Hi,

Could you give more details about the use of tables and modeling about this single node cassandra ?

Have you began to use Cassandra with 3 version or have you already migrate before from previous version ( 2.x) ?

To be honest, i would suggest to use the last release avalable, and to rebuild and relaad a fresh new cluster with a very low num_token ( and 3 nodes :-)

May i ask you why only single node cassandra ? Scalability is not  intended ?

Sorry for my poor english :-)

Kind regards

Stephane



Le 19/03/2025 à 14:15, William Crowell via user a écrit :

Bowen, Fabien, Stéphane, and Luciano,

A bit more information here...

We have not run incremental repairs, and we have not made any changes to the compression properties on the tables.

When we first started the database the TTL on the records was set to 0 but not it is set to 10 days.
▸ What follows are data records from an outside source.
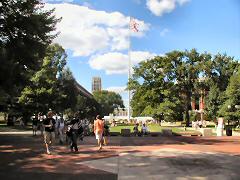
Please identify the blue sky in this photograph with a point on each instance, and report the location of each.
(95, 33)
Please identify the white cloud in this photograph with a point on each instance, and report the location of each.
(164, 32)
(159, 7)
(58, 1)
(117, 89)
(117, 63)
(87, 31)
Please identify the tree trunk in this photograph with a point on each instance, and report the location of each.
(187, 117)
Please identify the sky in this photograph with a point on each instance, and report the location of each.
(97, 39)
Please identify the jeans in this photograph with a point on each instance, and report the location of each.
(74, 140)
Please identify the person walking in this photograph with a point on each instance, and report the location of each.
(98, 130)
(106, 133)
(74, 125)
(34, 124)
(40, 122)
(49, 126)
(61, 129)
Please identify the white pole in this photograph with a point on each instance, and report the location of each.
(129, 68)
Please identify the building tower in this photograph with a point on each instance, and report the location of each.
(96, 84)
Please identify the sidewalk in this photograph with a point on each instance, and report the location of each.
(23, 157)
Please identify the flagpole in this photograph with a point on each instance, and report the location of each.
(129, 68)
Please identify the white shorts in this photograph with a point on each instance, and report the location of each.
(98, 136)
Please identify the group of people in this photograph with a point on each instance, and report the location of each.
(143, 131)
(54, 127)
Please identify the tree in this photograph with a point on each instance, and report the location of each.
(213, 101)
(230, 108)
(167, 85)
(156, 95)
(25, 32)
(44, 92)
(108, 101)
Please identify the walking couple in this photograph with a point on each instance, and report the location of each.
(100, 131)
We do have one table in a keyspace that is occupying 84.1GB of disk space:

ls -l */var/lib/cassandra/data/keyspace1/*table1

…

-rw-rw-r--. 1 xxxxxxxx xxxxxxxxx *84145170181 *Mar 18 08:28 nb-163033-big-Data.db

…

Regards,

William Crowell


*From: *William Crowell via user <user@cassandra.apache.org>
*Date: *Friday, March 14, 2025 at 10:53 AM
*To: *user@cassandra.apache.org <user@cassandra.apache.org>
*Cc: *William Crowell <wcrow...@perforce.com>, Bowen Song <bo...@bso.ng>
*Subject: *Re: Increased Disk Usage After Upgrading From Cassandra 3.x.x to 4.1.3

Bowen,

This is just a single Cassandra node.  Unfortunately, I cannot get on the box at the moment, but the following configuration is in cassandra.yaml:

snapshot_before_compaction: false

auto_snapshot: true

incremental_backups: false

The only other configuration parameter that had been changed other than the keystore and truststore was num_tokens (default: 16):

num_tokens: 256

I also noticed the compression ratio on the largest table is not good:  0.566085855123187

Regards,

William Crowell

*From: *Bowen Song via user <user@cassandra.apache.org>
*Date: *Friday, March 14, 2025 at 10:13 AM
*To: *William Crowell via user <user@cassandra.apache.org>
*Cc: *Bowen Song <bo...@bso.ng>
*Subject: *Re: Increased Disk Usage After Upgrading From Cassandra 3.x.x to 4.1.3

A few suspects:

* snapshots, which could've been created automatically, such as by dropping or truncating tables when auto_snapshots is set to true, or compaction when snapshot_before_compaction is set to true

* backups, which could've been created automatically, e.g. when incremental_backups is set to true

* mixing repaired and unrepaired sstables, which is usually caused by incremental repairs, even if it had only been ran once

* partially upgraded cluster, e.g. mixed Cassandra version in the same cluster

* token ring change (e.g. adding or removing nodes) without "nodetool cleanup"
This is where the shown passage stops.